If you are reading this book, chances are you are swimming in mountains of data. Creating mountains of data has become very easy, thanks to Facebook, Twitter, Amazon, digital cameras and camera phones, YouTube, Google, and just about anything else you can think of connected to the Internet. As a provider of a website, 10 years ago, your application logs were only used to help you troubleshoot your website. Today, that same data can provide valuable insight into your business and customers if you know how to pan gold out of your river of data.
Furthermore, since you are reading this book, you are also aware that Hadoop was created to solve (partially) the problem of sifting through mountains of data. Of course, this only works if you can reliably load your Hadoop cluster with data for your data scientists to pick apart.
% hadoop fs --put data.csv .
This works great when you have all your data neatly packaged and ready to upload.
But your website is creating data all the time. How often should you batch load data to HDFS? Daily? Hourly?
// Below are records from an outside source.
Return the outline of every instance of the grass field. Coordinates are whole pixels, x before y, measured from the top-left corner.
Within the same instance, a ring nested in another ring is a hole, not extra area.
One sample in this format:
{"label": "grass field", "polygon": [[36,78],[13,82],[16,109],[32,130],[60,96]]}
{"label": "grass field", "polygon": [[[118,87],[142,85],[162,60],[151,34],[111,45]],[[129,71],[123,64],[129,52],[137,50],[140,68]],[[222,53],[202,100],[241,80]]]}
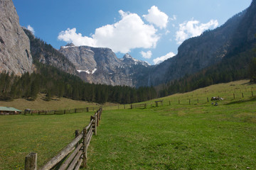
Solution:
{"label": "grass field", "polygon": [[[154,101],[146,109],[105,106],[87,169],[256,169],[252,91],[255,96],[256,84],[239,81],[165,97],[158,108]],[[218,96],[218,106],[207,101]],[[40,167],[92,114],[1,116],[0,169],[23,169],[31,152]]]}

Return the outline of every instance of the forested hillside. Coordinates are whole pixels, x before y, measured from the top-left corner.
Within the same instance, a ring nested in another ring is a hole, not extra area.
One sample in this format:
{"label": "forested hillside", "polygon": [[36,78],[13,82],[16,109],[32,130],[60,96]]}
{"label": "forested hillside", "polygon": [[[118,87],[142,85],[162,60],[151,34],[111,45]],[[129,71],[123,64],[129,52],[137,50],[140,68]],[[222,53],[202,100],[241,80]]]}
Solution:
{"label": "forested hillside", "polygon": [[46,94],[46,101],[56,96],[99,103],[130,103],[156,97],[154,87],[135,89],[124,86],[90,84],[54,67],[39,62],[35,62],[35,64],[37,71],[31,74],[26,73],[18,76],[6,72],[0,74],[1,100],[17,98],[34,100],[38,93]]}

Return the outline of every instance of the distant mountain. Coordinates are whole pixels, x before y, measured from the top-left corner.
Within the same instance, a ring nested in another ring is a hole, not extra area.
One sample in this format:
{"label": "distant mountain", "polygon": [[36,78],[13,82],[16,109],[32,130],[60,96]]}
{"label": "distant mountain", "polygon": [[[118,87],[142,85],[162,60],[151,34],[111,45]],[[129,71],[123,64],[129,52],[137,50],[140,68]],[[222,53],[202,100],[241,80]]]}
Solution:
{"label": "distant mountain", "polygon": [[70,61],[85,81],[108,85],[134,86],[134,74],[149,64],[126,54],[118,59],[109,48],[75,47],[73,44],[62,46],[59,50]]}
{"label": "distant mountain", "polygon": [[0,0],[0,72],[32,72],[29,40],[11,0]]}
{"label": "distant mountain", "polygon": [[[137,86],[166,83],[220,63],[226,57],[251,50],[256,42],[255,34],[256,1],[253,0],[247,9],[222,26],[184,41],[178,47],[177,55],[144,74],[144,79],[139,79]],[[229,64],[226,64],[228,67]]]}
{"label": "distant mountain", "polygon": [[33,60],[54,66],[71,74],[78,74],[75,66],[58,50],[36,38],[30,30],[26,28],[23,28],[23,30],[30,40],[31,52]]}

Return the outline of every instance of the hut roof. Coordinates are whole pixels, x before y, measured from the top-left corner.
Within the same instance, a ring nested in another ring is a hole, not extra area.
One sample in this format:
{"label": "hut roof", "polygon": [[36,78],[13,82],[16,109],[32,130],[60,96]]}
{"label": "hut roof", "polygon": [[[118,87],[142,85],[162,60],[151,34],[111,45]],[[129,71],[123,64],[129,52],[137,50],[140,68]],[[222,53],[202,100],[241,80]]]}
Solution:
{"label": "hut roof", "polygon": [[15,108],[11,108],[11,107],[3,107],[3,106],[0,106],[0,111],[18,111],[18,112],[21,112],[21,110],[16,109]]}

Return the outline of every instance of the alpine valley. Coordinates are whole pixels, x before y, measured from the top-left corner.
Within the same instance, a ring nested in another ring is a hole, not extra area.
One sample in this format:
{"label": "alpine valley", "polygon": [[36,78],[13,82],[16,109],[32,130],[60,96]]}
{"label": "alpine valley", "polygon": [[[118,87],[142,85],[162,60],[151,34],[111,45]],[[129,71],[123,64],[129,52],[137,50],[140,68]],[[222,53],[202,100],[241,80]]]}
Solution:
{"label": "alpine valley", "polygon": [[0,72],[15,74],[36,69],[32,66],[33,57],[33,61],[93,84],[157,86],[200,72],[218,72],[214,68],[220,69],[223,63],[228,68],[227,72],[232,72],[231,80],[235,80],[246,78],[244,75],[238,77],[235,73],[244,72],[255,55],[252,52],[256,42],[255,0],[220,27],[184,41],[175,57],[153,66],[129,54],[119,59],[109,48],[77,47],[70,43],[55,50],[29,30],[21,28],[11,0],[0,0],[0,8],[4,11],[0,13]]}

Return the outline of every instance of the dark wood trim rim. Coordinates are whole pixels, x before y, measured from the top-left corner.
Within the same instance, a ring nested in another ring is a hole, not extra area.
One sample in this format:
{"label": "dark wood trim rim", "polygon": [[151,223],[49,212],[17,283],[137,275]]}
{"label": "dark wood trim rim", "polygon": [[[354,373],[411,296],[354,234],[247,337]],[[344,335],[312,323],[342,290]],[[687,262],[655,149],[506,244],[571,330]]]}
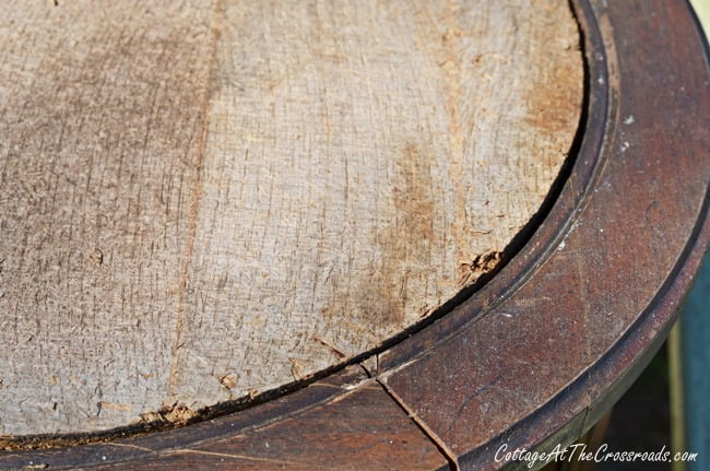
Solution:
{"label": "dark wood trim rim", "polygon": [[687,3],[573,0],[588,109],[525,246],[362,365],[182,428],[0,452],[0,468],[510,469],[576,440],[658,350],[710,240],[710,68]]}

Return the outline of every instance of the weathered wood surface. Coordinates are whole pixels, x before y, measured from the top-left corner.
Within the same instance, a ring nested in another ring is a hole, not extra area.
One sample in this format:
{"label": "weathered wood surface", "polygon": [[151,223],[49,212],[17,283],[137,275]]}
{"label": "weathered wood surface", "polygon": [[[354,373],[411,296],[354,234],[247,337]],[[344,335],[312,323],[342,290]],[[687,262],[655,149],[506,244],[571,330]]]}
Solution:
{"label": "weathered wood surface", "polygon": [[495,264],[582,96],[563,0],[4,3],[0,35],[5,435],[377,346]]}

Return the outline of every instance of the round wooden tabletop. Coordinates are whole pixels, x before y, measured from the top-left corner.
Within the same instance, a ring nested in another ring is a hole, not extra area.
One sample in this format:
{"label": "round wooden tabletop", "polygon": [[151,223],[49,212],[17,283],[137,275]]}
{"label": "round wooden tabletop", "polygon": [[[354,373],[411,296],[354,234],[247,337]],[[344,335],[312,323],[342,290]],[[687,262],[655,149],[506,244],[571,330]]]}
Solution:
{"label": "round wooden tabletop", "polygon": [[[445,5],[440,15],[316,5],[313,24],[295,7],[276,17],[230,2],[175,5],[174,28],[155,10],[137,20],[117,9],[97,14],[120,27],[76,27],[86,36],[56,54],[42,35],[57,16],[81,15],[37,11],[20,28],[8,15],[2,54],[17,67],[1,73],[26,85],[2,89],[13,140],[1,154],[0,320],[14,343],[0,358],[0,466],[495,469],[514,466],[494,459],[504,445],[545,449],[593,425],[663,341],[710,237],[707,45],[681,1],[575,1],[579,31],[564,2],[518,3]],[[382,15],[377,27],[372,15]],[[471,31],[490,48],[468,43]],[[332,67],[312,69],[289,40]],[[34,43],[46,50],[13,48]],[[282,56],[234,56],[247,44]],[[338,96],[355,89],[362,95]],[[298,118],[279,109],[289,90],[308,99],[294,104]],[[407,115],[409,96],[430,113]],[[307,168],[283,155],[304,155]],[[490,155],[512,161],[485,169]],[[475,178],[504,186],[488,205],[514,221],[493,222]],[[308,215],[292,225],[287,210],[300,204]],[[368,228],[347,233],[351,216]],[[259,264],[235,248],[245,239],[264,242]],[[304,239],[321,245],[309,251]],[[276,257],[282,248],[291,258]],[[264,254],[274,256],[267,270]],[[369,264],[356,267],[363,257]],[[427,257],[440,271],[419,264]],[[369,273],[367,284],[327,282],[348,269]],[[327,295],[285,289],[294,272]],[[358,290],[362,302],[328,313]],[[276,292],[287,295],[273,301]],[[406,296],[393,305],[394,293]],[[75,410],[52,402],[57,391],[74,395]],[[141,421],[127,420],[138,410]]]}

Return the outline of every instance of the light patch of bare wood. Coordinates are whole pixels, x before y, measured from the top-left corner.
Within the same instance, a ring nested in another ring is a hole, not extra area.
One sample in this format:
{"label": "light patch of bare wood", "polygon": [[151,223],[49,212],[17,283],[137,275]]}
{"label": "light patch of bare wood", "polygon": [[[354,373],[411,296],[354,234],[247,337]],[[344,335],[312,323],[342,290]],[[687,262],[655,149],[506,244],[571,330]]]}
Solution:
{"label": "light patch of bare wood", "polygon": [[564,0],[8,3],[0,37],[5,435],[381,344],[497,263],[582,101]]}

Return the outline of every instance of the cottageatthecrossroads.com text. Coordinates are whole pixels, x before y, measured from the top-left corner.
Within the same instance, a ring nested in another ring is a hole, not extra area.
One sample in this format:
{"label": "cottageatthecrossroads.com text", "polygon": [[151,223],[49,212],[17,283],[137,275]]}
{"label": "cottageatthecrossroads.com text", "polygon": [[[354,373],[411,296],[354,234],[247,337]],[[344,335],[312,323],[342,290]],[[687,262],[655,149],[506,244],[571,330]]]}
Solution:
{"label": "cottageatthecrossroads.com text", "polygon": [[696,461],[698,454],[689,451],[672,452],[665,446],[659,451],[614,451],[606,444],[594,450],[589,450],[587,444],[572,444],[563,447],[557,444],[551,451],[531,451],[525,448],[510,449],[507,444],[496,451],[496,462],[522,461],[528,468],[535,468],[552,461],[587,461],[587,462],[674,462]]}

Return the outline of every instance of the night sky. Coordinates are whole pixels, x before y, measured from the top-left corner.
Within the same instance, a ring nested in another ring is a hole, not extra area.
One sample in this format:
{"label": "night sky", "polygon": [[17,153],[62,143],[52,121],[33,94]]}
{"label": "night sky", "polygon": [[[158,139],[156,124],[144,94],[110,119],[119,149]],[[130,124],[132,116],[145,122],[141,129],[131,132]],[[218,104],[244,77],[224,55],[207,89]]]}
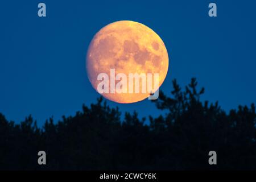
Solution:
{"label": "night sky", "polygon": [[[38,16],[44,2],[47,16]],[[208,16],[214,2],[217,16]],[[255,1],[8,1],[0,3],[0,113],[20,122],[31,114],[39,126],[75,114],[100,96],[87,77],[85,56],[93,35],[118,20],[152,28],[167,49],[169,70],[160,90],[174,78],[192,77],[205,88],[203,100],[226,111],[256,102]],[[122,113],[158,115],[146,100],[108,101]]]}

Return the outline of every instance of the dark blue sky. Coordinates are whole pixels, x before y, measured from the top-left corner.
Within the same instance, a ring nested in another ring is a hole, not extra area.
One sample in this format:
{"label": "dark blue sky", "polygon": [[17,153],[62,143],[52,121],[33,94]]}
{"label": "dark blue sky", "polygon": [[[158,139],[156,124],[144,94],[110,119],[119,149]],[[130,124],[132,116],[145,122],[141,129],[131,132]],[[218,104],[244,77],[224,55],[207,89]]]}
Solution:
{"label": "dark blue sky", "polygon": [[[44,2],[47,17],[38,16]],[[215,2],[217,17],[208,16]],[[224,109],[256,102],[255,1],[9,1],[0,6],[0,112],[19,122],[31,114],[39,126],[49,117],[73,115],[99,94],[85,69],[93,35],[113,22],[130,20],[154,30],[170,57],[160,89],[196,77],[204,100]],[[122,111],[156,116],[148,100],[108,102]]]}

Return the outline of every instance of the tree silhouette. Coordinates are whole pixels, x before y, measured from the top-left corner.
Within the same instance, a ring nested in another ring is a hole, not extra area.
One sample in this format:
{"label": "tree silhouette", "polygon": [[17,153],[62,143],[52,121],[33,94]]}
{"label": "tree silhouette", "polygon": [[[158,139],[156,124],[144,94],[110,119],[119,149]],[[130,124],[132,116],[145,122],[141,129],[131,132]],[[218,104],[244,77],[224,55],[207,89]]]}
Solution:
{"label": "tree silhouette", "polygon": [[[202,88],[191,83],[182,90],[176,80],[168,97],[152,100],[166,114],[139,119],[138,113],[110,108],[100,97],[75,116],[43,128],[30,115],[19,124],[0,113],[0,169],[255,169],[255,106],[239,106],[226,113],[201,102]],[[47,164],[39,166],[39,151]],[[208,164],[216,151],[217,165]]]}

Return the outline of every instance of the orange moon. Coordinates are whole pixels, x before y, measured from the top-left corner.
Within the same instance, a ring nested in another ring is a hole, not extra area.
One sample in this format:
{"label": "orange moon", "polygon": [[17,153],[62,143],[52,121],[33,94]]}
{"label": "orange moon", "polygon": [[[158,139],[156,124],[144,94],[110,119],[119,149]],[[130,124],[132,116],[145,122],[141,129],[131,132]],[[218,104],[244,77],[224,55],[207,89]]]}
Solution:
{"label": "orange moon", "polygon": [[[110,79],[110,69],[114,69],[115,75],[124,73],[127,80],[129,73],[158,73],[159,86],[155,92],[166,77],[169,60],[163,40],[152,30],[136,22],[123,20],[108,24],[94,35],[86,62],[89,80],[96,91],[101,81],[98,75],[105,73]],[[136,102],[150,96],[149,93],[101,94],[118,103]]]}

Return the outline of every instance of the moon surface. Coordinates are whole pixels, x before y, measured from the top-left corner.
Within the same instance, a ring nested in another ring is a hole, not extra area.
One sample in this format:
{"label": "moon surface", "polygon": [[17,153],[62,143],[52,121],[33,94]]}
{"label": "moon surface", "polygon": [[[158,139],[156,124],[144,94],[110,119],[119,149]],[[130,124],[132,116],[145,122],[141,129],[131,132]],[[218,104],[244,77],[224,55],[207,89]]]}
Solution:
{"label": "moon surface", "polygon": [[[123,20],[108,24],[94,35],[86,62],[89,80],[96,91],[101,81],[97,80],[98,75],[106,73],[110,82],[110,69],[115,69],[115,75],[127,75],[127,82],[129,73],[152,73],[153,79],[154,73],[159,73],[159,86],[154,89],[155,92],[166,77],[169,61],[163,40],[152,30],[136,22]],[[119,81],[115,80],[115,84]],[[141,81],[140,84],[141,86]],[[141,92],[101,94],[118,103],[136,102],[150,96],[150,93]]]}

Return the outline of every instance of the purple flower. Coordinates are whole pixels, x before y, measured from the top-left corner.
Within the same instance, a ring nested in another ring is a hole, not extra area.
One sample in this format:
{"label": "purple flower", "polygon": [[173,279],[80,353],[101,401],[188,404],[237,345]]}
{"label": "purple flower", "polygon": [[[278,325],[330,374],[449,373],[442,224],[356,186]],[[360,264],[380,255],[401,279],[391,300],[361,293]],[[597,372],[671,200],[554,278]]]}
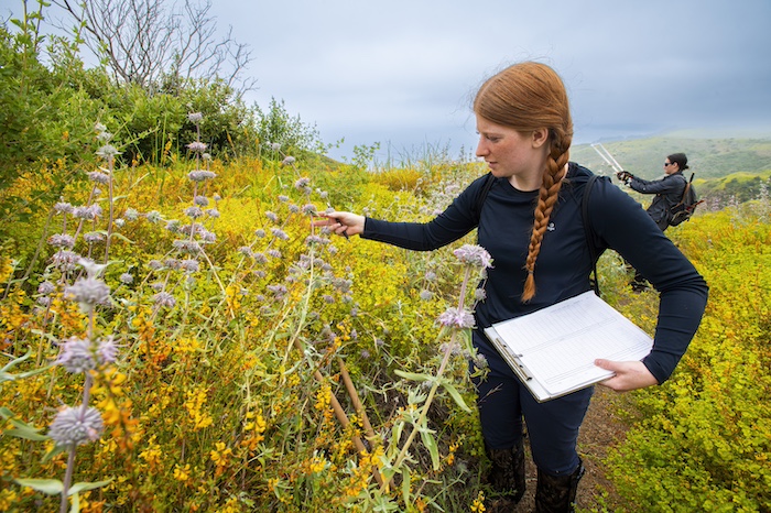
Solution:
{"label": "purple flower", "polygon": [[54,265],[63,271],[72,271],[75,269],[75,263],[80,259],[80,255],[72,251],[57,251],[51,259]]}
{"label": "purple flower", "polygon": [[91,341],[70,337],[62,345],[62,352],[59,352],[56,363],[73,374],[96,369],[97,361],[91,349]]}
{"label": "purple flower", "polygon": [[283,285],[268,285],[268,290],[276,296],[283,296],[289,292]]}
{"label": "purple flower", "polygon": [[204,153],[206,151],[206,143],[196,141],[187,145],[187,149],[192,152]]}
{"label": "purple flower", "polygon": [[148,214],[145,214],[144,217],[146,217],[148,220],[154,225],[161,220],[161,212],[159,212],[158,210],[151,210]]}
{"label": "purple flower", "polygon": [[214,172],[204,170],[195,170],[187,173],[187,177],[191,182],[205,182],[207,179],[213,179],[215,176],[217,175]]}
{"label": "purple flower", "polygon": [[51,294],[52,292],[54,292],[55,290],[56,290],[56,286],[48,281],[45,281],[45,282],[41,283],[40,285],[37,285],[37,293],[39,294],[47,295],[47,294]]}
{"label": "purple flower", "polygon": [[447,326],[449,328],[473,328],[474,327],[474,316],[470,312],[449,308],[444,314],[439,315],[438,319],[442,326]]}
{"label": "purple flower", "polygon": [[159,308],[173,308],[174,305],[176,305],[176,299],[174,299],[174,296],[172,296],[167,292],[159,292],[158,294],[155,294],[153,296],[153,302]]}
{"label": "purple flower", "polygon": [[48,243],[54,248],[70,250],[75,247],[75,238],[66,233],[57,233],[48,238]]}
{"label": "purple flower", "polygon": [[172,245],[173,245],[175,249],[177,249],[177,250],[180,250],[180,251],[182,251],[182,252],[185,252],[185,253],[189,253],[189,254],[198,254],[198,253],[200,253],[200,251],[202,251],[202,250],[200,250],[200,244],[199,244],[198,242],[194,241],[194,240],[187,240],[187,239],[181,240],[181,239],[177,239],[177,240],[175,240],[174,242],[172,242]]}
{"label": "purple flower", "polygon": [[96,441],[101,435],[104,424],[99,411],[85,405],[64,407],[48,428],[48,436],[59,447],[73,447]]}
{"label": "purple flower", "polygon": [[54,205],[54,210],[56,210],[59,214],[74,214],[75,207],[73,207],[68,203],[59,201],[56,205]]}
{"label": "purple flower", "polygon": [[127,208],[126,212],[123,212],[123,217],[130,221],[135,221],[139,219],[139,212],[135,208]]}
{"label": "purple flower", "polygon": [[89,231],[83,234],[83,240],[85,240],[89,244],[94,244],[95,242],[100,242],[105,240],[105,234],[98,231]]}
{"label": "purple flower", "polygon": [[492,258],[481,245],[464,244],[453,251],[453,254],[465,264],[481,269],[492,268]]}
{"label": "purple flower", "polygon": [[192,219],[198,219],[204,215],[204,211],[199,207],[187,207],[185,209],[185,216]]}
{"label": "purple flower", "polygon": [[97,204],[75,207],[73,215],[78,219],[94,220],[101,216],[101,207]]}
{"label": "purple flower", "polygon": [[110,183],[110,175],[100,171],[91,171],[88,173],[88,179],[96,184],[107,185]]}
{"label": "purple flower", "polygon": [[99,150],[97,150],[97,155],[105,159],[106,161],[111,161],[116,155],[120,155],[120,152],[116,150],[112,144],[105,144]]}
{"label": "purple flower", "polygon": [[199,264],[197,260],[186,259],[182,261],[182,264],[180,266],[186,273],[195,273],[198,272],[198,265]]}

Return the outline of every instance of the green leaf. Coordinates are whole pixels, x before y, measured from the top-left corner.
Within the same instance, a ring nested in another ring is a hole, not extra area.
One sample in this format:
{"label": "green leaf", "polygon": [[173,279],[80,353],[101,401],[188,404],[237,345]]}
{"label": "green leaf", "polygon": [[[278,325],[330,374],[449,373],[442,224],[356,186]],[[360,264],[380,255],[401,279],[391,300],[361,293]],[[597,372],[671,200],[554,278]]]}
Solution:
{"label": "green leaf", "polygon": [[3,435],[9,435],[9,436],[14,436],[17,438],[23,438],[25,440],[31,440],[31,441],[45,441],[48,439],[46,435],[41,435],[37,433],[40,429],[35,429],[31,426],[22,427],[22,428],[17,428],[17,429],[9,429],[7,432],[3,432]]}
{"label": "green leaf", "polygon": [[417,374],[415,372],[404,372],[400,370],[395,370],[393,372],[400,378],[412,381],[428,381],[434,379],[434,376],[431,374]]}
{"label": "green leaf", "polygon": [[128,242],[129,244],[133,244],[133,243],[134,243],[131,239],[127,238],[126,236],[121,236],[121,234],[118,233],[117,231],[113,231],[113,232],[110,234],[110,237],[112,237],[112,238],[115,238],[115,239],[124,240],[124,241]]}
{"label": "green leaf", "polygon": [[61,454],[64,452],[65,450],[67,450],[66,447],[62,447],[62,446],[55,445],[53,449],[51,449],[50,451],[47,451],[47,452],[45,454],[45,456],[43,456],[43,459],[41,460],[41,462],[42,462],[42,463],[47,463],[47,462],[51,461],[54,457],[56,457],[57,455],[61,455]]}
{"label": "green leaf", "polygon": [[14,479],[14,481],[47,495],[57,495],[64,490],[64,484],[58,479]]}
{"label": "green leaf", "polygon": [[411,479],[410,479],[410,468],[404,466],[404,470],[402,471],[402,499],[404,500],[404,504],[411,504],[410,501],[410,487],[412,485]]}
{"label": "green leaf", "polygon": [[443,382],[442,382],[442,386],[444,386],[445,390],[446,390],[447,392],[449,392],[449,396],[453,397],[453,401],[455,401],[455,404],[457,404],[458,406],[460,406],[460,410],[463,410],[464,412],[468,412],[468,413],[471,412],[471,408],[469,408],[469,407],[466,405],[466,402],[463,400],[463,396],[460,395],[460,392],[458,392],[458,389],[456,389],[455,385],[453,385],[453,384],[449,383],[449,382],[443,381]]}
{"label": "green leaf", "polygon": [[67,492],[67,495],[72,495],[73,493],[85,492],[88,490],[95,490],[97,488],[104,487],[105,484],[109,484],[110,482],[112,482],[111,479],[108,479],[106,481],[96,481],[96,482],[77,482],[77,483],[73,484],[73,487]]}
{"label": "green leaf", "polygon": [[431,455],[431,462],[433,465],[434,470],[439,469],[439,448],[436,445],[436,440],[434,437],[428,433],[427,430],[421,429],[421,438],[423,439],[423,445],[425,446],[426,449],[428,449],[428,454]]}

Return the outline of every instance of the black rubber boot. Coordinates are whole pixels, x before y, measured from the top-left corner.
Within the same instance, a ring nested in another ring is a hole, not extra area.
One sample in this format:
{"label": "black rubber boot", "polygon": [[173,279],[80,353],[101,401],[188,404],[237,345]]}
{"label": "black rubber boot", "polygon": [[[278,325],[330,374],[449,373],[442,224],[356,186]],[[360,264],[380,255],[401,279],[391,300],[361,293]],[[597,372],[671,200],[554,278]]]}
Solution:
{"label": "black rubber boot", "polygon": [[524,445],[510,449],[490,449],[485,445],[485,451],[492,467],[488,482],[492,488],[487,512],[509,512],[524,495]]}
{"label": "black rubber boot", "polygon": [[539,469],[535,488],[535,513],[573,513],[575,510],[578,481],[584,477],[584,463],[567,476],[550,476]]}

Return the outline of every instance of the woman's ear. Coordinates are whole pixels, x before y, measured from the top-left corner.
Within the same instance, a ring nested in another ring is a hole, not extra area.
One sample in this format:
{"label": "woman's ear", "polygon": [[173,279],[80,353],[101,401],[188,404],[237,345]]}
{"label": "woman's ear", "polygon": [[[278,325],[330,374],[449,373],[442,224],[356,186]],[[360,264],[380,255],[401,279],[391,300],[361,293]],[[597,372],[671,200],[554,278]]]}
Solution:
{"label": "woman's ear", "polygon": [[533,130],[532,134],[533,148],[541,148],[549,142],[549,129]]}

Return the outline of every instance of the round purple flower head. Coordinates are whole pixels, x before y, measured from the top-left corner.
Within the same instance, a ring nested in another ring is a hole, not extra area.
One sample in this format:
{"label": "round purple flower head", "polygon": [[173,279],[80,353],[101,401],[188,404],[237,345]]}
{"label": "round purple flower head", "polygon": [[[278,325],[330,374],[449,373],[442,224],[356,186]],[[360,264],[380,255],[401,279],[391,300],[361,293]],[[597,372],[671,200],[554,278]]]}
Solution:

Whatever processing period you choose, eventually somebody always asks, "can you get me the data sooner?" What you really need is a solution that can deal with streaming logs/data.
Turns out you aren't alone in this need. Cloudera, a provider of professional services for Hadoop as well as their own distribution of Hadoop, saw this need over and over while working with their customers. Flume was created to meet this need and create a standard, simple, robust, flexible, and extensible tool for data ingestion into Hadoop.
Flume was first introduced in Cloudera's CDH3 Distribution in 2011. It consisted of a federation of worker daemons (agents) configured from a centralized master (or masters) via Zookeeper (a federated configuration and coordination system). From the master you could check agent status in a Web UI, as well as push out configuration centrally from the UI or via a command line shell (both really communicating via Zookeeper to the worker agents).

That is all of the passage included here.